Cet ensemble de conditions favorables à la culture intellectuelle se rencontre au même degré dans les états scandinaves. Ces royaumes du nord, trop peu étudiés en France et pourtant si dignes de nos sympathies, sont les pays de l’Europe où l’instruction est le plus universellement répandue dans toutes les couches de la population, et ils ont depuis deux siècles produit nombre d’hommes éminens, qui se sont illustrés dans toutes les branches des connaissances humaines. Sans parler de Linné ou de Berzelius, dont les noms n’appartiennent pas moins au monde entier, qui les admire, qu’à la Suède, leur patrie, sans parler non plus de ces laborieux déchiffreurs des vieilles inscriptions runiques, dont les travaux ont jeté tant de lumière sur les origines de la race Scandinave, on pourrait, parmi les contemporains, citer des savans du premier mérite, comme l’historien Munk, de Christiania, mort il y a quelques années, l’anthropologiste Nilsson, de Lund, ou le philologue Madvig, de Copenhague. Les universités, non moins florissantes que celles de l’Allemagne, sont de brillans foyers d’où la science rayonne sur le pays tout entier. Le goût des hautes études est si répandu chez les Scandinaves que presque tous les jeunes gens appelés à une situation un peu élevée commencent par mener pendant quelques années la vie d’étudiant. Dispersés ensuite dans les carrières variées de la vie pratique, ils y apportent un fonds de solide instruction et de connaissances qui, une fois acquises, ne se perdent plus. Il en est de même en Allemagne et en Angleterre, et, bien qu’à Oxford ou à Cambridge l’équitation et le canotage occupent la première place dans les études, les Anglais les plus sérieux ne tiennent pas pour perdu le temps qu’ils ont passé à l’université.

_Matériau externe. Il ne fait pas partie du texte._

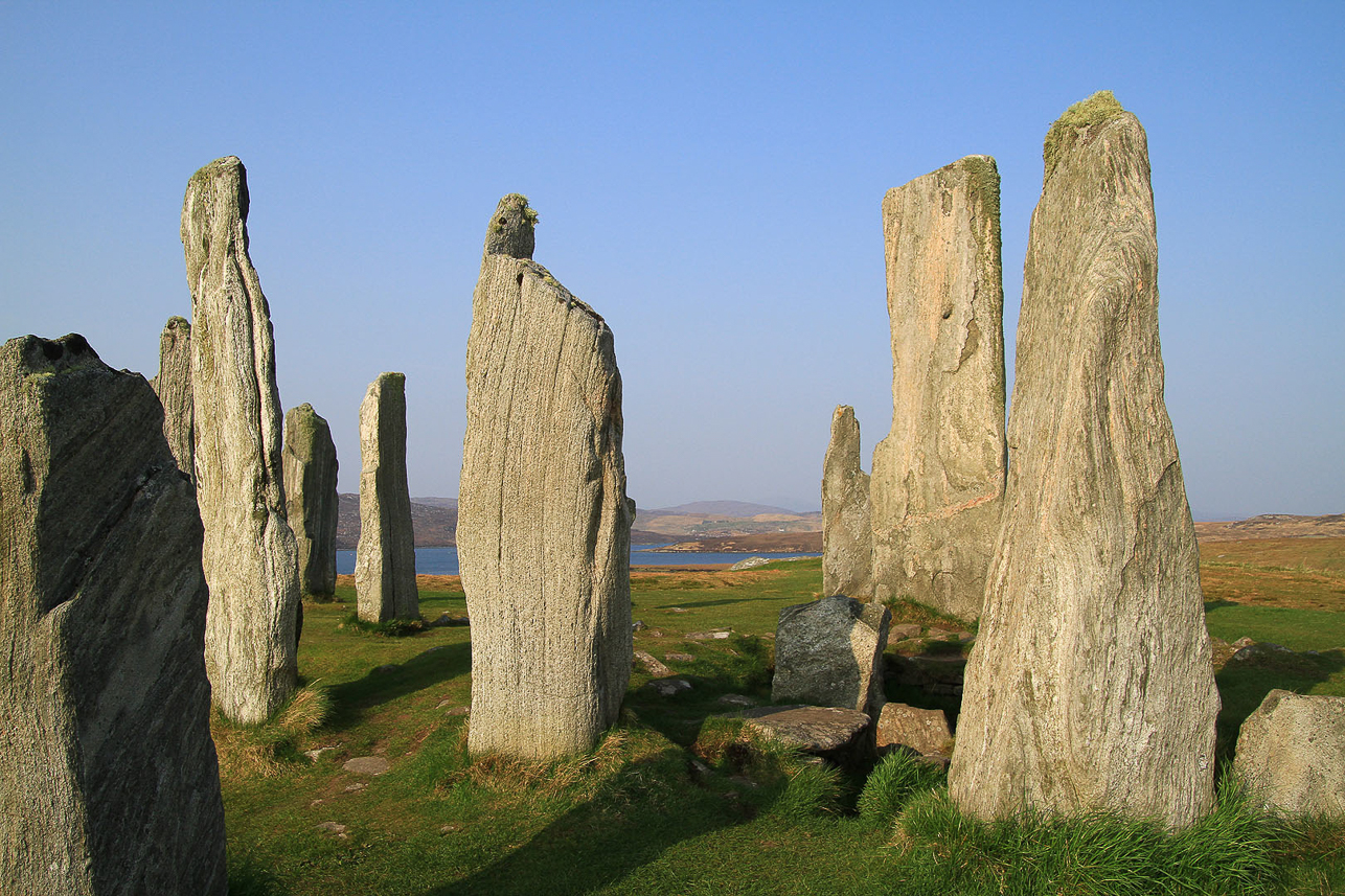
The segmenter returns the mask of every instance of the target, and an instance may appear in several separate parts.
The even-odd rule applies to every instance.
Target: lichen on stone
[[[1126,109],[1116,101],[1111,90],[1099,90],[1087,100],[1080,100],[1065,109],[1065,113],[1056,118],[1046,132],[1046,140],[1041,148],[1041,160],[1046,165],[1045,176],[1049,179],[1060,161],[1060,156],[1083,129],[1093,128],[1120,116]]]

C’est là ce qui nous manque le plus. En France, l’enseignement supérieur n’existe pour ainsi dire pas, au moins hors de Paris. On se contente d’avoir fait ses classes ; les dix années qu’on passe sur les bancs du collège ne sont qu’un long entraînement pour arriver au baccalauréat, qui marque la fin des études théoriques. Parmi les facultés, celles de droit et de médecine sont les seules où l’on travaille, parce qu’elles ouvrent la porte de carrières enviées. Les facultés de théologie, si brillantes en Allemagne, ne sont plus chez nous qu’une expression administrative, et cela au grand détriment de l’instruction du clergé. Quant aux facultés des lettres et des sciences, la plupart végètent sans parvenir à grouper autour d’elles des étudians sérieux. D’éminens professeurs voient leurs cours désertés, à moins qu’abandonnant le terrain purement didactique, ils ne prennent le parti d’attirer le public en l’amusant.